At a deeper level, the novel explores the emotional consequences of growing up between cultures, showing how migration can both create opportunity and inflict lasting psychological strain. Redesof’s fragmented sense of self reflects broader themes of identity, race, and exclusion, particularly in Europe. Yet the narrative is not purely tragic: through storytelling, relationships, and his work as a healer, he gradually works toward reconciliation with his past. Gangbo ultimately presents healing as an ongoing process, suggesting that while displacement leaves scars, connection and self-understanding can offer a form of grounding.
This was very readable and I sped through it. I liked how the writing felt like a victorian novel with the lives of the characters at its heart, but with aside passages about different topics.
At the end if the novel, I was sad to let go of the time spent with Redesof and would have liked a little more insights into the present.
Quotes:
“Then the gentrification kicked in. With the new upper-class demographic moving in, that sense of cohesion that characterized Hackney died off, simply because the rich have nothing to say to the poor, they have not shared cultural references, they entertain themselves in separate circuits, feed and buy in separate shops, have a separate existence, a deep social economical divide between the old Hackney and the new Hackney have ensued and is growing by the day. Hackney's renovation meant for me that I turned out not to be that anonymous anymore.”
“Besides, the truth here, at the end of the day, was that we didn't want to spoil that precious picture of an African family unity that Dad's house planning implied by spitting out a load of bitter and boring, unnecessary complaints. In fact, we all wanted to go back to Italy with a good memory of that summet over anything else. So, afer the meeting was over, we didhit bother to comment about it, we just went back to our own businesses.”
“The perception of suffering was a relative concept that changed from culture to culture. Other peoples' worst lives should not be a good reason for us to keep quiet and accept terms that were harming us. We simply could not let other peoples' suffering overshadow our anger, more privileged or not, holding on to promises of change and solutions that were never deliv-ered, waiting for nothing, for the sake of being disappointed time and time again, with no explanation given.”

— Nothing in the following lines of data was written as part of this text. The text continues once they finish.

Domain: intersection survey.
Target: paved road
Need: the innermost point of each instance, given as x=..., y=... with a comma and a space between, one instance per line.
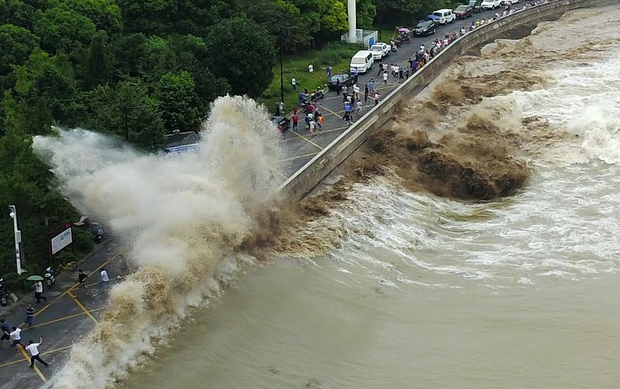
x=69, y=314
x=300, y=147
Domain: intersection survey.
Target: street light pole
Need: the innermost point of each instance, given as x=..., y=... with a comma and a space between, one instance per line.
x=18, y=237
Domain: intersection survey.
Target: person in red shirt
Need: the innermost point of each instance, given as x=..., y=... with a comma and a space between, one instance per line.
x=295, y=119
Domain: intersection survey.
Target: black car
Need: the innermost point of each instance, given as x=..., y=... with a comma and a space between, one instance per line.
x=338, y=80
x=425, y=27
x=282, y=122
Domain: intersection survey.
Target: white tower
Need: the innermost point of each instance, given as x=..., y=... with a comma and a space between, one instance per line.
x=352, y=22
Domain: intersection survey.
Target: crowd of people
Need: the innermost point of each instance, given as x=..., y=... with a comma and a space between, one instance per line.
x=352, y=99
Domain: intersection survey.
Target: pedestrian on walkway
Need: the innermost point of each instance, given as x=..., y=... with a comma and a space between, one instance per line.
x=6, y=332
x=16, y=337
x=358, y=107
x=38, y=292
x=29, y=315
x=33, y=349
x=104, y=276
x=82, y=279
x=295, y=119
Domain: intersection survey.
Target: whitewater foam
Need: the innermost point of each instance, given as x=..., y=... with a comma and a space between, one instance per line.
x=182, y=219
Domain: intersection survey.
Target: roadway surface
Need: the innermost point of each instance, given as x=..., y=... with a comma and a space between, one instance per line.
x=70, y=313
x=299, y=146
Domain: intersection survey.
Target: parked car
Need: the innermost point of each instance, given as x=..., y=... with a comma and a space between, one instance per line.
x=476, y=5
x=491, y=4
x=380, y=50
x=282, y=122
x=425, y=27
x=362, y=61
x=338, y=80
x=463, y=11
x=445, y=16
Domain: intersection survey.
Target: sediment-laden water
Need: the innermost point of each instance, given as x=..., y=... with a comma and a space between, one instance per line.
x=401, y=288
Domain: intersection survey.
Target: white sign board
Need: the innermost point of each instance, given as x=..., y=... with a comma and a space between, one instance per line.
x=62, y=240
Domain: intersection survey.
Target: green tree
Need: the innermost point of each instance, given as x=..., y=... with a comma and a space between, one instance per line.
x=178, y=101
x=16, y=45
x=16, y=12
x=127, y=111
x=43, y=93
x=105, y=14
x=63, y=29
x=244, y=54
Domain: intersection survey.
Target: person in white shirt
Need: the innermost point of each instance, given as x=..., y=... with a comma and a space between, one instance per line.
x=104, y=276
x=16, y=337
x=33, y=349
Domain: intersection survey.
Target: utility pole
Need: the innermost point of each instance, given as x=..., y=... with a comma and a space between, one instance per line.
x=18, y=238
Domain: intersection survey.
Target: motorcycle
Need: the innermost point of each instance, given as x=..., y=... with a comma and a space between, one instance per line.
x=49, y=277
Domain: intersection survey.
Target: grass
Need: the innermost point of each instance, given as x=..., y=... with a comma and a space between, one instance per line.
x=335, y=54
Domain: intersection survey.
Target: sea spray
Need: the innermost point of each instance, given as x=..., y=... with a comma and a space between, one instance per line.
x=180, y=217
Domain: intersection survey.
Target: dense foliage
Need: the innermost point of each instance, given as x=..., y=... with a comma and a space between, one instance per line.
x=138, y=69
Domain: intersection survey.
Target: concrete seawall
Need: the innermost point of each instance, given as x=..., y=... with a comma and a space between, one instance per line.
x=317, y=169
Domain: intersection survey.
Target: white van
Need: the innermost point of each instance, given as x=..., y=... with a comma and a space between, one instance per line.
x=362, y=61
x=445, y=16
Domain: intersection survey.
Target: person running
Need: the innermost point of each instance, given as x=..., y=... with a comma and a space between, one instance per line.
x=104, y=276
x=38, y=292
x=82, y=279
x=33, y=349
x=29, y=315
x=16, y=337
x=295, y=119
x=6, y=332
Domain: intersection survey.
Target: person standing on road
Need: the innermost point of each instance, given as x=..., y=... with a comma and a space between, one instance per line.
x=104, y=276
x=295, y=119
x=6, y=332
x=33, y=349
x=82, y=279
x=29, y=315
x=16, y=337
x=38, y=291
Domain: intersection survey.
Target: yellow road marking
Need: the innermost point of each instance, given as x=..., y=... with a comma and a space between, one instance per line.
x=297, y=157
x=79, y=304
x=37, y=313
x=306, y=139
x=27, y=360
x=63, y=318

An enjoyable novel that inevitably recalls Americanah by Chimamanda Ngozi Adichie in its descriptions of life in Africa and Europe but which is impressive given English is a language the author learned only as he approached middle age. It’s long – apparently, it took many years to write and perhaps could do with an edit - but high points include the book’s narrative interweaving with politics since the 1980s, powerful sections on the refugee and immigrant experience and fascinating depictions of the Republic of Congo, generally less well-known globally than its neighbour, the Democratic Republic. A lot of the action takes place in Italy with Forza Italia and The Lega not, as you would expect, sympathetic to outsiders and the tale of an extended family who meet varying fates is well told.